Image extraite du film « The Soil and the Sea ». Photo DR

La violence fait écho au calme du paysage

Ce travail a donc commencé pour les deux chercheurs par une collecte d’informations en collaboration avec Act for the Disappeared (ACT), une organisation libanaise de défense des droits humains créée en 2010 par un groupe de femmes activistes particulièrement touchées par la cause des disparus de la guerre. La mission d’ACT est de contribuer à clarifier le sort des personnes portées disparues en promouvant le droit de savoir et en plaidant pour une clôture digne et juste du dossier des disparus. « ACT fait un travail de documentation, dit Abou Jaoudé, notamment une cartographie des lieux de détention et de charniers dont ils ont dénombré jusqu’à présent plus d’une centaine. Cette base de données nous a beaucoup aidés pour alimenter et monter le film. » « Par la suite, ajoute Daniele Rugo, il fallait trouver les endroits et les témoignages en relation avec ces lieux. Ce qui fut fait. Nous avons sélectionné une quinzaine qui nous semblaient aussi les plus photogéniques. » C’était important de trouver l’histoire qui s’accordait avec le lieu, car il s’agissait de raconter les histoires des gens. « Beaucoup de témoignages n’ont pas été utilisés et beaucoup d’endroits n’ont pas pu être filmés à cause du risque que cela comportait, précise la chercheuse. Nous avons fait avec l’équipe de chercheurs plusieurs entretiens dont certains nous ont valu des menaces voilées. » Et de reprendre : « Pourtant on n’a pas fait ce film pour condamner un parti ou un autre, ni pour ranimer les ressentiments, mais par devoir de mémoire car sans mémoire il n’y a pas de réconciliation. »

À l’écoute du silence

The Soil and the Sea s’ouvre sur une belle plongée dans la mer Méditerranée avec le texte de l’écrivain libanais Élias Khoury. Cette Méditerranée qui est le premier grand charnier du Liban, mais aussi de la Syrie avec tous les migrants fuyant pauvreté et tyrannie qui ont été engloutis par le monstre calme et son écume blanche. Cette mer qui est devenue aussi rouge sang après la date fatidique du 4 août.

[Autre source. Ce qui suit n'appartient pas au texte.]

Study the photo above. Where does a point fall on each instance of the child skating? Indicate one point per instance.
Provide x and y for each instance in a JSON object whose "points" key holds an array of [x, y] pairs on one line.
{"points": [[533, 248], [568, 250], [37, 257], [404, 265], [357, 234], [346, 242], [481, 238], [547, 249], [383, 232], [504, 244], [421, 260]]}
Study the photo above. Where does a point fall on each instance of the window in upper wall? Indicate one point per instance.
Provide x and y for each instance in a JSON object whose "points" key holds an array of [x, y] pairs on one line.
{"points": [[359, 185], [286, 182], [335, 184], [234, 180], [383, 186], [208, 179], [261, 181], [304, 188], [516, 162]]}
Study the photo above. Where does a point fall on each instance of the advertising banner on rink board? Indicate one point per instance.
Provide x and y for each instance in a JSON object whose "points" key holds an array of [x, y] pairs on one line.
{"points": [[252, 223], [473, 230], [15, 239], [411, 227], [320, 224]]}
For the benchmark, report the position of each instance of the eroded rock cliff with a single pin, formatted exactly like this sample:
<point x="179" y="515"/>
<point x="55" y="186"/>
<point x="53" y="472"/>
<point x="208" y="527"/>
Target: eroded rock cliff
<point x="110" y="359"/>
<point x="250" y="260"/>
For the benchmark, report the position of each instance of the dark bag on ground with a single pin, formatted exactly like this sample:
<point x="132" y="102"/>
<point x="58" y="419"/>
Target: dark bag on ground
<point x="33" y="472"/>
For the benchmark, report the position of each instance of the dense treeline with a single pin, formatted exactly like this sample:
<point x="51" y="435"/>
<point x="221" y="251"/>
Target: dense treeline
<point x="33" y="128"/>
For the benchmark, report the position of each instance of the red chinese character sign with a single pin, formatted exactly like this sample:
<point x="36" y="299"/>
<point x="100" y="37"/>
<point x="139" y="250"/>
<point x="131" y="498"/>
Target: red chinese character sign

Savez-vous qu’outre la mer, il y a plus de 100 charniers intacts datant de la guerre civile ? Que l’on pourrait chaque jour marcher sur un sol ou fouler un terrain sans même imaginer qu’il existe des cadavres sous terre ? Combien de milliers de familles attendent un parent disparu ou au moins un os à enterrer ?

La terre et la mer dévoilent la violence sous-jacente de paysages d’apparence banale tandis que la caméra interroge ces espaces du quotidien parfois dans de longs silences, cependant éloquents.

En survolant quasiment tout le pays, paysages et témoignages résonnent et se font écho. C’est un croisement entre la belle nature calme du pays et les propos violents des survivants ou des témoins oculaires de la guerre. Le spectateur ne voit pas de visages mais entend des voix, et l’absence se fait présence même lourde et chahuteuse. Parfois même c’est l’arbre, une église, un mur ou un immeuble qui parleront et raconteront leurs récits.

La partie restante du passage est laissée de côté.